07.09.2011, 10:56 Uhr
Da Marcel Marx (André Wilms) einen afrikanischen Flüchtlingsjungen versteckt, muss er sich von Kommissar Monet (Jean-Pierre Darroussin) unangenehme Fragen gefallen lassen. (Foto: Pandora)
Der gescheiterte Literat Marcel (André Wilms) und seine Frau Arletty Marx (Kati Outinen) sind von Paris in die Hafenstadt Le Havre gezogen. Hier verdient der Bohemien den Unterhalt für sich und seine Gattin als Schuhputzer. Die Arbeit bringt zwar wenig ein, dennoch sind Marcel und Arletty zufrieden und sie genießen mit Hündin Laika den Lebensabend in ihrem kleinen Haus. Bei einem seiner regelmäßigen Besuche seiner Stammkneipe lernt Marcel den illegalen Flüchtlingsjungen Idrissa (Blondin Miguel) kennen, der sich in einem Container vor der Einwanderungsbehörde versteckt. Kurz entschlossen quartiert der alte Mann den verstörten Jungen bei sich zuhause ein.

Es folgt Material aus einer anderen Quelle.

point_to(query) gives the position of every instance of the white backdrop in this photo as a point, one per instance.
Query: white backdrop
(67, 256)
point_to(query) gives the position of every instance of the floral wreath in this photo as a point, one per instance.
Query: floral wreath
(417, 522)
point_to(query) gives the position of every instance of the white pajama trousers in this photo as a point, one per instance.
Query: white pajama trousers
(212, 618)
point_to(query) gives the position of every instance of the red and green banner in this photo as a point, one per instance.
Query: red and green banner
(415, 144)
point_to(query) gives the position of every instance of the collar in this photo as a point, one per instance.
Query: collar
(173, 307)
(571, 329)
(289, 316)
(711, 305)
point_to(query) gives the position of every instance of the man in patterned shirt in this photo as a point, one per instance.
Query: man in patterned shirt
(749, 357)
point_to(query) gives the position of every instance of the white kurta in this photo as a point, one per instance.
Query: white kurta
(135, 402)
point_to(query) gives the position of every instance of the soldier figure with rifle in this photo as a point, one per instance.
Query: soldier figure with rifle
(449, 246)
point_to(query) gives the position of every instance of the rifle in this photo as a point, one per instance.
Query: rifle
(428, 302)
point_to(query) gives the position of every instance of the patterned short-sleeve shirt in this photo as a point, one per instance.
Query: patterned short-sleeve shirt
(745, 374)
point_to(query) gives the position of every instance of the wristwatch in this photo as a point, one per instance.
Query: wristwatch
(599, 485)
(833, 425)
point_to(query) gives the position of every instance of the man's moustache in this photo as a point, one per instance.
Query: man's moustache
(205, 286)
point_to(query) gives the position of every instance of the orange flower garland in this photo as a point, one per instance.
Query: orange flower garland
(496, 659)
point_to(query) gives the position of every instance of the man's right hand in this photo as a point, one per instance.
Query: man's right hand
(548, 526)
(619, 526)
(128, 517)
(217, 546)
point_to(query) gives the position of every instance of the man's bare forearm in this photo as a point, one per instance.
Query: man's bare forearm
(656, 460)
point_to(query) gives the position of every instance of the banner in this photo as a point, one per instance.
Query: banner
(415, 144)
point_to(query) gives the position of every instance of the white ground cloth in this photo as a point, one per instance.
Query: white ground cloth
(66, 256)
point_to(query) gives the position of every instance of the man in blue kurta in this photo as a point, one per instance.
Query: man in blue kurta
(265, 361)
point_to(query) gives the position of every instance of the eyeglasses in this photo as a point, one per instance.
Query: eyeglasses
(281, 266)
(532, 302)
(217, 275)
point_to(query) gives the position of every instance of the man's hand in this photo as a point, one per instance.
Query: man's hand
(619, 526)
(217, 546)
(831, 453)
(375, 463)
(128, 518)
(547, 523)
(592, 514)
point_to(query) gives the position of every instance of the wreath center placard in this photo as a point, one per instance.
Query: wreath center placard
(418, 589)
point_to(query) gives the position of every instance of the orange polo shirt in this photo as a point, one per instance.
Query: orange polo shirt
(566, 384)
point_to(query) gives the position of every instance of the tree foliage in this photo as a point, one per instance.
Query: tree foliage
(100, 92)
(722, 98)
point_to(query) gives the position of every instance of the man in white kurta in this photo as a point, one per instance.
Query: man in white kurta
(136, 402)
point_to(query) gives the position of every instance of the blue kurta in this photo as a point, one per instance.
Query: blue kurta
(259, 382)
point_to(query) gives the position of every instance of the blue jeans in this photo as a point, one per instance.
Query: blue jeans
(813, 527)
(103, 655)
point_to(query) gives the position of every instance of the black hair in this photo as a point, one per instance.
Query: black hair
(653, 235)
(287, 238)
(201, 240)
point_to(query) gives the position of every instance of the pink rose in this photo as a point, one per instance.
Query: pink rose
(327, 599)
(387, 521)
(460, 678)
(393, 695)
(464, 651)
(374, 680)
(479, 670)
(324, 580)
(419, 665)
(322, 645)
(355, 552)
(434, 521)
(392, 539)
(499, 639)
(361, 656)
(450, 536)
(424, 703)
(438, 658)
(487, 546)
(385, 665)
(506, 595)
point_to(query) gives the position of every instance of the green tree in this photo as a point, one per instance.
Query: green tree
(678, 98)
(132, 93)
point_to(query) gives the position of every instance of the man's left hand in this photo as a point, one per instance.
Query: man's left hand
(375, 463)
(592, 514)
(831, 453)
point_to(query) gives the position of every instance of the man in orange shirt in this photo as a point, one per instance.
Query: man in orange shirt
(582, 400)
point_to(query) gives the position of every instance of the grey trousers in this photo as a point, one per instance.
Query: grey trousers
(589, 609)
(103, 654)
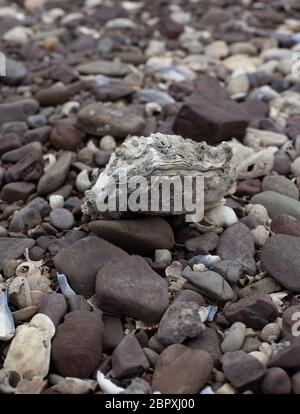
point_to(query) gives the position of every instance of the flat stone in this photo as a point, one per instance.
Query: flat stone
(280, 184)
(241, 369)
(56, 175)
(277, 203)
(18, 111)
(13, 248)
(104, 67)
(280, 258)
(209, 114)
(237, 244)
(254, 311)
(131, 288)
(101, 119)
(181, 320)
(81, 261)
(234, 340)
(140, 235)
(77, 344)
(210, 284)
(285, 224)
(129, 358)
(180, 370)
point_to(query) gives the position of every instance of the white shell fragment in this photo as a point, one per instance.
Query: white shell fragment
(163, 156)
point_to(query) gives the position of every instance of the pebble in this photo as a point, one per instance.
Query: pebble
(234, 340)
(82, 260)
(144, 292)
(180, 370)
(61, 218)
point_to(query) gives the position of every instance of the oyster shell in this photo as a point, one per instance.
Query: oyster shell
(163, 156)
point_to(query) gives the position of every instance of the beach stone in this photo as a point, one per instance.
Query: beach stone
(15, 72)
(266, 285)
(210, 284)
(81, 261)
(65, 137)
(18, 111)
(280, 184)
(274, 261)
(62, 219)
(113, 332)
(288, 357)
(104, 67)
(144, 293)
(106, 118)
(140, 235)
(254, 311)
(241, 369)
(128, 358)
(54, 306)
(16, 191)
(202, 244)
(289, 319)
(13, 248)
(285, 224)
(237, 244)
(10, 142)
(208, 341)
(56, 175)
(234, 340)
(248, 187)
(277, 203)
(276, 381)
(209, 114)
(180, 370)
(296, 383)
(181, 320)
(77, 344)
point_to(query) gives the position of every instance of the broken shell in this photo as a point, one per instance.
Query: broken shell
(65, 288)
(9, 379)
(162, 155)
(106, 385)
(7, 326)
(270, 333)
(221, 216)
(74, 386)
(56, 201)
(83, 182)
(29, 352)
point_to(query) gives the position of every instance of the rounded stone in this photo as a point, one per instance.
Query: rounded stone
(62, 219)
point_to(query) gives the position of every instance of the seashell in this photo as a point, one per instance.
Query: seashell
(9, 381)
(7, 326)
(260, 356)
(261, 235)
(74, 386)
(65, 288)
(225, 389)
(29, 352)
(31, 386)
(83, 182)
(56, 201)
(270, 333)
(106, 385)
(163, 155)
(221, 216)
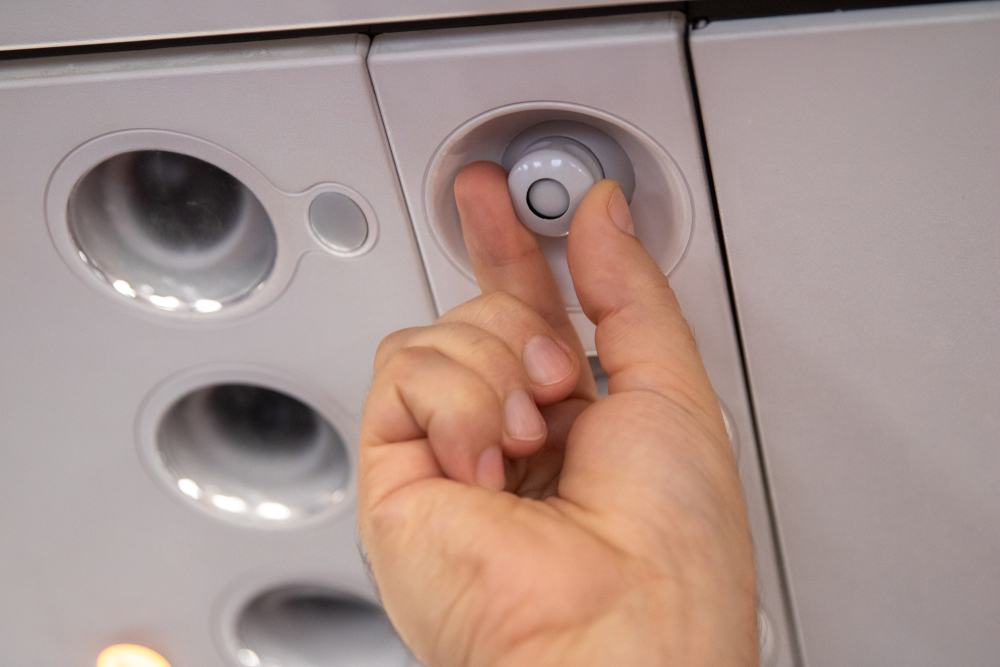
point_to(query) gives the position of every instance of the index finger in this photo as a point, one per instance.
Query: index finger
(506, 257)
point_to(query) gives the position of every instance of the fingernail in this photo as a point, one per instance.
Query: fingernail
(619, 213)
(545, 362)
(521, 418)
(489, 470)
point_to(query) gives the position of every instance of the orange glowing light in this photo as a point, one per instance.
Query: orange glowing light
(130, 655)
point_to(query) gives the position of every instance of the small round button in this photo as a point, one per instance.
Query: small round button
(548, 198)
(338, 221)
(548, 182)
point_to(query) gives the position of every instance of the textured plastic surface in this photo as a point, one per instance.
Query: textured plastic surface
(98, 549)
(856, 159)
(540, 68)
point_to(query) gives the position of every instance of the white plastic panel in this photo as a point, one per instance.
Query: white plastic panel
(856, 158)
(62, 22)
(465, 94)
(100, 545)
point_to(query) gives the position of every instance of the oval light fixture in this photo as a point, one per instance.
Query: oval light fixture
(130, 655)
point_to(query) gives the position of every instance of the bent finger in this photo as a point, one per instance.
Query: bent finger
(426, 417)
(506, 257)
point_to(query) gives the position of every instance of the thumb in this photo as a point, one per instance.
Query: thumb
(643, 340)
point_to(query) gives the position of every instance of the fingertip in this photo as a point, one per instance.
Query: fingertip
(619, 212)
(473, 177)
(489, 470)
(524, 425)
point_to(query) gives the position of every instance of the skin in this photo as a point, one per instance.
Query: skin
(511, 517)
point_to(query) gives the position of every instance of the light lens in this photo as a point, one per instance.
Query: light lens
(130, 655)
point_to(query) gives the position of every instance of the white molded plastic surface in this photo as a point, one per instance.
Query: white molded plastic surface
(61, 23)
(500, 82)
(98, 549)
(548, 181)
(856, 157)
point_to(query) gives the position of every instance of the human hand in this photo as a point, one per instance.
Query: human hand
(621, 537)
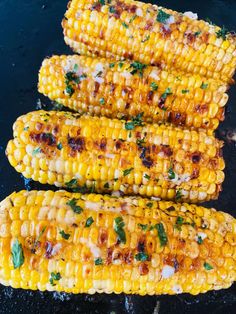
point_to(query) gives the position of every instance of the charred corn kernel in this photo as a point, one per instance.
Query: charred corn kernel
(151, 35)
(147, 259)
(98, 86)
(107, 155)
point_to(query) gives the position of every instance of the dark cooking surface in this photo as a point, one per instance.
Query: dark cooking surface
(30, 30)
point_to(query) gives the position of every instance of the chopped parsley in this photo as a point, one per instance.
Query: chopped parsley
(59, 146)
(17, 254)
(223, 32)
(178, 195)
(136, 121)
(137, 67)
(89, 222)
(125, 25)
(119, 229)
(149, 205)
(143, 227)
(141, 257)
(207, 266)
(106, 185)
(102, 101)
(145, 39)
(126, 172)
(64, 235)
(199, 240)
(162, 16)
(54, 277)
(154, 86)
(171, 174)
(161, 234)
(98, 261)
(36, 151)
(76, 208)
(111, 65)
(204, 86)
(166, 93)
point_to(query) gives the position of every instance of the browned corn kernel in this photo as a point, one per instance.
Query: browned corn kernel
(124, 89)
(107, 155)
(151, 35)
(59, 241)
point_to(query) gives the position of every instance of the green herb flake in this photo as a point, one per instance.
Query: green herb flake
(222, 33)
(178, 195)
(162, 16)
(136, 121)
(126, 172)
(146, 176)
(89, 222)
(17, 254)
(76, 208)
(161, 234)
(143, 227)
(102, 101)
(207, 266)
(54, 277)
(154, 86)
(199, 240)
(59, 146)
(145, 39)
(64, 235)
(143, 257)
(98, 261)
(125, 25)
(119, 229)
(106, 185)
(204, 86)
(36, 151)
(171, 174)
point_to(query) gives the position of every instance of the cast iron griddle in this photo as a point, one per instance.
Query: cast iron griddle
(30, 30)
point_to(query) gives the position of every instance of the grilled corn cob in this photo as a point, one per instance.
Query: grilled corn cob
(150, 34)
(106, 155)
(124, 89)
(93, 243)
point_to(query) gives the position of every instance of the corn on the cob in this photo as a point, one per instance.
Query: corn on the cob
(124, 89)
(64, 149)
(94, 243)
(150, 34)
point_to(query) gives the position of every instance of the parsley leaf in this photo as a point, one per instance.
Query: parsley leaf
(64, 235)
(98, 261)
(119, 229)
(17, 254)
(207, 266)
(126, 172)
(76, 208)
(89, 222)
(141, 257)
(54, 277)
(161, 234)
(162, 16)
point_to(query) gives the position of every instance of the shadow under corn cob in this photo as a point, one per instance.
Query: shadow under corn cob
(108, 155)
(124, 89)
(151, 35)
(59, 241)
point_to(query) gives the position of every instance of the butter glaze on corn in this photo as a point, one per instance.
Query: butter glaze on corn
(173, 268)
(117, 93)
(130, 29)
(163, 161)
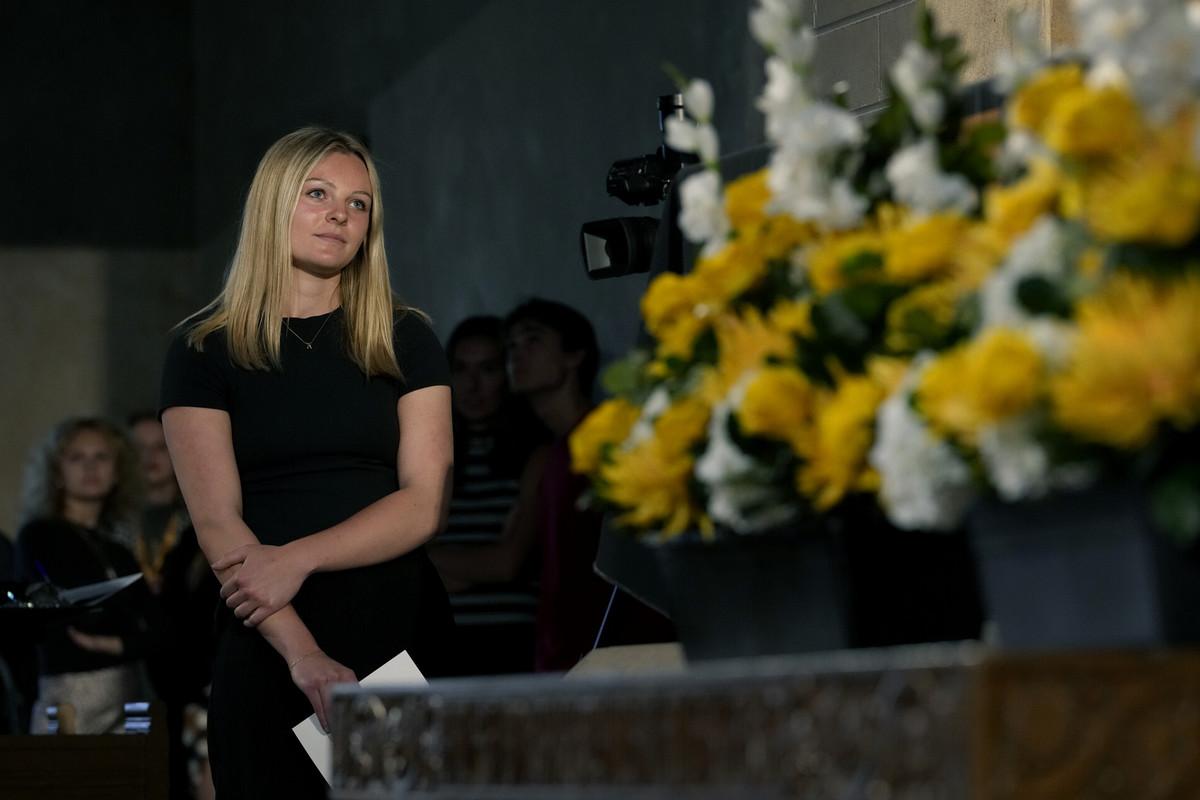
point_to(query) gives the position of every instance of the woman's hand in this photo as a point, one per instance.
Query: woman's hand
(265, 579)
(315, 674)
(108, 645)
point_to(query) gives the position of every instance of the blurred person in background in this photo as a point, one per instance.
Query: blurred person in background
(185, 603)
(82, 498)
(486, 554)
(553, 359)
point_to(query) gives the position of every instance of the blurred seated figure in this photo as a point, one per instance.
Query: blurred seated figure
(185, 600)
(10, 651)
(485, 552)
(79, 521)
(553, 359)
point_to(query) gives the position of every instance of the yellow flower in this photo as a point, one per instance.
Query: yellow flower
(727, 274)
(922, 250)
(778, 404)
(670, 310)
(981, 383)
(792, 317)
(666, 299)
(922, 317)
(827, 258)
(651, 480)
(1152, 196)
(1093, 122)
(835, 463)
(745, 342)
(1037, 98)
(1012, 210)
(745, 200)
(607, 425)
(1135, 362)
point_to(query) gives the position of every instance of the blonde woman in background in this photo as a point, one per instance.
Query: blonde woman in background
(81, 506)
(307, 415)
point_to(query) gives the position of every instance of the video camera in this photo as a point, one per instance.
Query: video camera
(625, 245)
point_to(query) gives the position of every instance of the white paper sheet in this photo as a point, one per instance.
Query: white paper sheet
(97, 593)
(400, 671)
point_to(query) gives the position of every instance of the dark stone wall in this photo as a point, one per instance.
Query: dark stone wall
(96, 128)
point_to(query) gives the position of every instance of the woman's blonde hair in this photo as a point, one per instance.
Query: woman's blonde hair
(250, 307)
(43, 494)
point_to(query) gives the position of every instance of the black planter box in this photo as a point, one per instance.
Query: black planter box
(1084, 570)
(757, 595)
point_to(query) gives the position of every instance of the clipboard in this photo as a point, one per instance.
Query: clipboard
(400, 671)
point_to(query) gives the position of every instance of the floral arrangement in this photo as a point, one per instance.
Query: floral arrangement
(927, 308)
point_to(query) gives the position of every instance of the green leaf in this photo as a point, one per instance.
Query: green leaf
(705, 349)
(1175, 504)
(862, 264)
(1039, 295)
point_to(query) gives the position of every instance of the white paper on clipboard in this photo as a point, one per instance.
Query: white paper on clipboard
(400, 671)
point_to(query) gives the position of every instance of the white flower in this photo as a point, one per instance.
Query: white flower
(777, 25)
(1053, 338)
(702, 210)
(658, 402)
(697, 100)
(1155, 43)
(925, 485)
(1019, 467)
(689, 137)
(845, 206)
(739, 492)
(912, 74)
(918, 181)
(1041, 252)
(1026, 55)
(1017, 463)
(1019, 150)
(784, 98)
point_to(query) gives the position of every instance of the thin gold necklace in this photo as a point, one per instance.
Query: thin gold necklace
(309, 344)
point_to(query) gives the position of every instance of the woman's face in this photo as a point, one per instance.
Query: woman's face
(88, 467)
(331, 216)
(477, 376)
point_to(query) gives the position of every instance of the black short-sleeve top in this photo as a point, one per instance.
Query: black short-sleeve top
(315, 440)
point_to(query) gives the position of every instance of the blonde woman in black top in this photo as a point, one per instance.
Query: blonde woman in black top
(81, 505)
(307, 415)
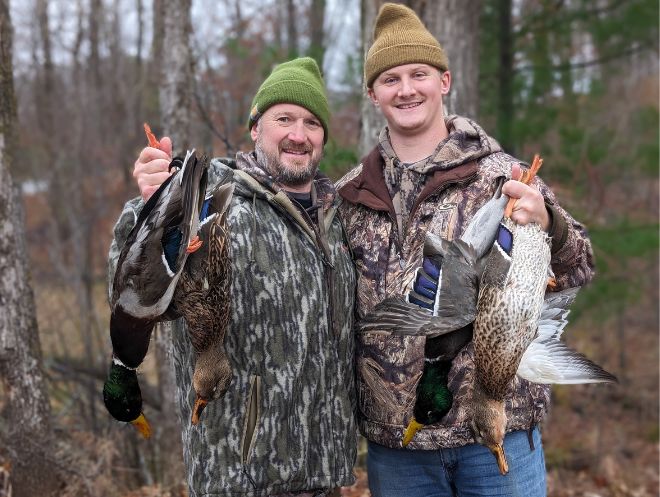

Arletty, die sich im Laufe vieler Jahre an die spontanen Aktionen ihres Mannes gewöhnt hat, macht auch jetzt nicht viele Worte. Im Gegenteil: Sie, die um die Hilflosigkeit ihres Mannes im Alltag weiß, verschweigt sogar ihre Krebserkrankung, um den nie richtig erwachsen gewordenen Marcel nicht zu belasten. Und fast scheint es, als wolle eine höhere Macht das menschliche Engagement dieser beiden unvollkommenen Idealisten belohnen. Nicht nur die gesamte Nachbarschaft hilft Marcel dabei, den Jungen nach London zu seiner Mutter zu bringen, selbst der Kommissar (Jean-Pierre Darroussin), der mit der Suche nach den Illegalen beauftragt ist, zeigt sein Herz für den verängstigten Jungen. Und die gemeinsamen Bemühungen tragen Früchte. Idrissa gelangt glücklich nach London und Arletty besiegt den Krebs.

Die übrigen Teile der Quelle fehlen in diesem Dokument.